IT'S A HARD LIFE — THEY NEVER LEAVE YOU ALONE
[If you look just right at the large rock, you can see my face (long nose, small mouth).]
200 million ago I was a happy, comfy sediment on the floor of a warm inland sea with all sorts of weird creatures splashing about overhead. Then when you would least expect it, up comes this hot melted rock from below—boy was it hot! It was so hot I was metamorphosed into meta-sedimentary rock.
Then came the up-lifting part: those teutonic plates started pushing me up. Meanwhile there was this incessant jiggling and push on me toward the Northwest; it was that hyper-active San Andreas fault—hormones, I guess. Now look at me! 500 miles from where I began in Mexico (I wonder if I'm legal.), over a thousand feet up, and exposed to all kinds of gases, freezing from the cold, cooking in the heat, irritated by the sharp thorns, and all the while tilted at this crazy angle. (Some of the rocks in this canyon are as much as 450 million years old.)
Each desert canyon seems to have its special charm. This canyon at The Narrows on our way out toward the Salton Sea had these outstanding Agave, Century Plants, which bloom only once and then die. I am told that their “century” is only 25 to 50 years long.

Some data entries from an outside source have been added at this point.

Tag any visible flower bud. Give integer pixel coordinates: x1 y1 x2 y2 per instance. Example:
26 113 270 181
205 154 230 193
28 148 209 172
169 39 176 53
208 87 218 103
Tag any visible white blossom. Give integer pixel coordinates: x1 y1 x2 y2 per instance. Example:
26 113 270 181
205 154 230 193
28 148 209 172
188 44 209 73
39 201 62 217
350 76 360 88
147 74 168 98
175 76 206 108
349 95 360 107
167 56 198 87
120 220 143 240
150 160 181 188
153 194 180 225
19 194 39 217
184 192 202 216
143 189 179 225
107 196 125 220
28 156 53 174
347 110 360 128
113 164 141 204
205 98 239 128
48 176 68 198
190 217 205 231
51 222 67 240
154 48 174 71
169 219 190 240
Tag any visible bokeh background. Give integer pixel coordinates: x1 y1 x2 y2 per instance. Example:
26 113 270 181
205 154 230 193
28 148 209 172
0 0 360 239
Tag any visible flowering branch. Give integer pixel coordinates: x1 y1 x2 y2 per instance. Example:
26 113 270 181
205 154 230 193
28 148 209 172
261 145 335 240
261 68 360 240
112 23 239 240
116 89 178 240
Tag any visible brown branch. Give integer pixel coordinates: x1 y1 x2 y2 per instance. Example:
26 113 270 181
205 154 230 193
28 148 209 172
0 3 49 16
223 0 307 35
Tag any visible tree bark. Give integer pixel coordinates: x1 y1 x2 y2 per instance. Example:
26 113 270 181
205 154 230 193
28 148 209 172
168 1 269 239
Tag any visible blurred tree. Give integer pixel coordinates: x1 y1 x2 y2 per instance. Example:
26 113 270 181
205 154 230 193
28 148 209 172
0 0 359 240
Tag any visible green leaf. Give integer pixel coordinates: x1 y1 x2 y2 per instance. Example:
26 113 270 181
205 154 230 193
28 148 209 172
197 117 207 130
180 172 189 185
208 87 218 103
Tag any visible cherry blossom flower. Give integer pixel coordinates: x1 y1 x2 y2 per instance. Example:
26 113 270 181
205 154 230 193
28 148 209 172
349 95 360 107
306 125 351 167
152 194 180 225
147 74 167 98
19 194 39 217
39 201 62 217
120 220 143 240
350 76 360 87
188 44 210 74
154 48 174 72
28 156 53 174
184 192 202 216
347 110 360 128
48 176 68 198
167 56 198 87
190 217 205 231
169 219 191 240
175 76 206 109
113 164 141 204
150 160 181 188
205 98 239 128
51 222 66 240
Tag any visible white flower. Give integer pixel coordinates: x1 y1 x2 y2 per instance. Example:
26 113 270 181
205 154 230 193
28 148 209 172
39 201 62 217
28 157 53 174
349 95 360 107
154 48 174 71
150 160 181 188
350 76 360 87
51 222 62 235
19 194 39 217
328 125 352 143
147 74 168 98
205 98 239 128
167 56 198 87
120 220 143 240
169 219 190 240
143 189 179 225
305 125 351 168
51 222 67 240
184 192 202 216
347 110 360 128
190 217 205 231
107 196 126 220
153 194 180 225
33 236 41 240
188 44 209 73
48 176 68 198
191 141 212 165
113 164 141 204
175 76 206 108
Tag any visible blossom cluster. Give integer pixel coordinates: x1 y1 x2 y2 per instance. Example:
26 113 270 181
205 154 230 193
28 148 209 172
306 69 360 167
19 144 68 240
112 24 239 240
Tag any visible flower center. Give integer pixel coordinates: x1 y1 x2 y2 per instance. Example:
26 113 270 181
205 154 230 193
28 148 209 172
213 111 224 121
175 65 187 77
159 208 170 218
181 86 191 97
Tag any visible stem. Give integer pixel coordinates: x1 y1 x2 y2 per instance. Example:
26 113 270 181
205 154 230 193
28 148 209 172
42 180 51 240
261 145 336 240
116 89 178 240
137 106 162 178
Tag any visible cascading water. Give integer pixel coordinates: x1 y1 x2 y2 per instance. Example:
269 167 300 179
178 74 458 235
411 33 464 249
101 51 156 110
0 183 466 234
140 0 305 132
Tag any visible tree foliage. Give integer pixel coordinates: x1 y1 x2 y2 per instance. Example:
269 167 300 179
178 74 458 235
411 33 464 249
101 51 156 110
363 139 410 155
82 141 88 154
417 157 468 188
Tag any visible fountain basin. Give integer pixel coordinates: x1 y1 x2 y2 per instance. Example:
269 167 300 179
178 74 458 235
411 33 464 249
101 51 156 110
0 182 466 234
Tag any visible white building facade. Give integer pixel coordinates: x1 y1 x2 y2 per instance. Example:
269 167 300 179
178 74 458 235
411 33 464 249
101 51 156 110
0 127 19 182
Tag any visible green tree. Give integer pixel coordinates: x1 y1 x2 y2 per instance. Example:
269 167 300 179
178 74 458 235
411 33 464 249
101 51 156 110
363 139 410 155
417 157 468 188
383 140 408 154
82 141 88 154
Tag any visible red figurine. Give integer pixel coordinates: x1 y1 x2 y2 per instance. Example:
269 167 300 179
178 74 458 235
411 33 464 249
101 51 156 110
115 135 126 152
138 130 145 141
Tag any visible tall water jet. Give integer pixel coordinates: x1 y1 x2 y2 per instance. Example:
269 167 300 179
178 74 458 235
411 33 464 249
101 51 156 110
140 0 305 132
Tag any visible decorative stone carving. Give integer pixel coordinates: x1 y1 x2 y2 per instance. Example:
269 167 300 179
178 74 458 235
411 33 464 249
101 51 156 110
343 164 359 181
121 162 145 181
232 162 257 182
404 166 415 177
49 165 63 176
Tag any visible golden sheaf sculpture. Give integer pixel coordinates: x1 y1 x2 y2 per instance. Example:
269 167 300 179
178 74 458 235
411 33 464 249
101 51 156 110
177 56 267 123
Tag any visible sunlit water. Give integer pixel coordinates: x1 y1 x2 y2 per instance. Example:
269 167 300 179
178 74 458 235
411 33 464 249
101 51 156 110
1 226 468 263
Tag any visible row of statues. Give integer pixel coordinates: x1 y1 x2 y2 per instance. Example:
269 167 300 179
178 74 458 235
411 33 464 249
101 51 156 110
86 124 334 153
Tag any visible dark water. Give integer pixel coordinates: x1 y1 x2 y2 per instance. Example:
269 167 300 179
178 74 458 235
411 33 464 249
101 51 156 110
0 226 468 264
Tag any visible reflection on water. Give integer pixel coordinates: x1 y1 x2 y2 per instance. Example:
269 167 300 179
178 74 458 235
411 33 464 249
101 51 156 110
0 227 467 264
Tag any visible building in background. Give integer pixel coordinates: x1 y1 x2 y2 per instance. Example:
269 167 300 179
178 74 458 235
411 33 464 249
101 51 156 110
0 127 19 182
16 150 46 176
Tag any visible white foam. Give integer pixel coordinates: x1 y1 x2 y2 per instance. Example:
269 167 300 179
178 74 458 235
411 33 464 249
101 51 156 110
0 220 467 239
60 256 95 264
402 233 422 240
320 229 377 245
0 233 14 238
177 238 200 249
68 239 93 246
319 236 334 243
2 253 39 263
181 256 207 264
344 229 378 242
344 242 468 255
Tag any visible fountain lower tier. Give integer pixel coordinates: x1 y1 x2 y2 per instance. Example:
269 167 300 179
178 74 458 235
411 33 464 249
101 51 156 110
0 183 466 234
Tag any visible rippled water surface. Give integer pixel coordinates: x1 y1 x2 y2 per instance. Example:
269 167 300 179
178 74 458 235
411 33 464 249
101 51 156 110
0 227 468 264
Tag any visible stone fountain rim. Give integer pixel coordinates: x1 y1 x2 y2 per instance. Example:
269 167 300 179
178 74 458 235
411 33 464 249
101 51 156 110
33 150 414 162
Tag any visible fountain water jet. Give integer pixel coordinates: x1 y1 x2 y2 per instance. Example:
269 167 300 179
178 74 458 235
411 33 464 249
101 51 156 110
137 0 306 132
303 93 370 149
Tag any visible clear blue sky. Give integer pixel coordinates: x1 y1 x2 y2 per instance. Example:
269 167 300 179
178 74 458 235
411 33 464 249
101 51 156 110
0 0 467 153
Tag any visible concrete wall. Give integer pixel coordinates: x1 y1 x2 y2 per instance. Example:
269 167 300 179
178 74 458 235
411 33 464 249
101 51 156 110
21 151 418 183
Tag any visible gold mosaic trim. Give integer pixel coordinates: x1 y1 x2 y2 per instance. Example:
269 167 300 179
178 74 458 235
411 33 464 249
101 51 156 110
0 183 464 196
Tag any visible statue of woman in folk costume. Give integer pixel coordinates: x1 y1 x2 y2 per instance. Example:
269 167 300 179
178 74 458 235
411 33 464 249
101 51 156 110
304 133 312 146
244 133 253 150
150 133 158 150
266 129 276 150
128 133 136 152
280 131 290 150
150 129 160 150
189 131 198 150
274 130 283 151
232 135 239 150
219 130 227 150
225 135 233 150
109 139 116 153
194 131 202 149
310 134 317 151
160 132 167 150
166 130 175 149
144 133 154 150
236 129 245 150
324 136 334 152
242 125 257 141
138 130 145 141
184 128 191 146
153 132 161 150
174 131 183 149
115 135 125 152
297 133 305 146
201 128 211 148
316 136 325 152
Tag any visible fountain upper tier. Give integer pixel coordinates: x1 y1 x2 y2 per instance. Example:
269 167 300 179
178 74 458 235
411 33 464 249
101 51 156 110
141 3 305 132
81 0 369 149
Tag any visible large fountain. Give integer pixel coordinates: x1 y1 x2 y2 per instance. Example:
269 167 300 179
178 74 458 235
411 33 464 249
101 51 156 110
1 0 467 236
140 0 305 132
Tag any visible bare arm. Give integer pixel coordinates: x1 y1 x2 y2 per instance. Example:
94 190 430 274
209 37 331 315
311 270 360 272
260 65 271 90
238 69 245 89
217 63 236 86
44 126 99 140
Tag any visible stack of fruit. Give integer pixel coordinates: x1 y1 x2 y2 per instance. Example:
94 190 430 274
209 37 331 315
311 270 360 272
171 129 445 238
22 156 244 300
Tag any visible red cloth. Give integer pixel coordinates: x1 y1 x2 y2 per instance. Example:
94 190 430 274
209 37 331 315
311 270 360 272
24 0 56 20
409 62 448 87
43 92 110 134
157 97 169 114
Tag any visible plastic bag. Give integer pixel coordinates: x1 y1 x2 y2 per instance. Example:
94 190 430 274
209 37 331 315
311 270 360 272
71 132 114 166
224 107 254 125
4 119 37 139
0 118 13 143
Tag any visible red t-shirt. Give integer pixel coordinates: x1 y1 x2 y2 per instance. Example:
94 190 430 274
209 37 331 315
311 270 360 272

The reference to the Fountain of Youth can be explained this way. On the shore of the Salton Sea there is a resort with hot mineral and mud baths that are said to produce results like a Fountain of Youth. So, of course, feeling our 80 years a little, we went for it, but when we got to the Salton Sea shore, we had trouble with our "here after"—we couldn't remember what we were there for! So we headed for El Centro, CA.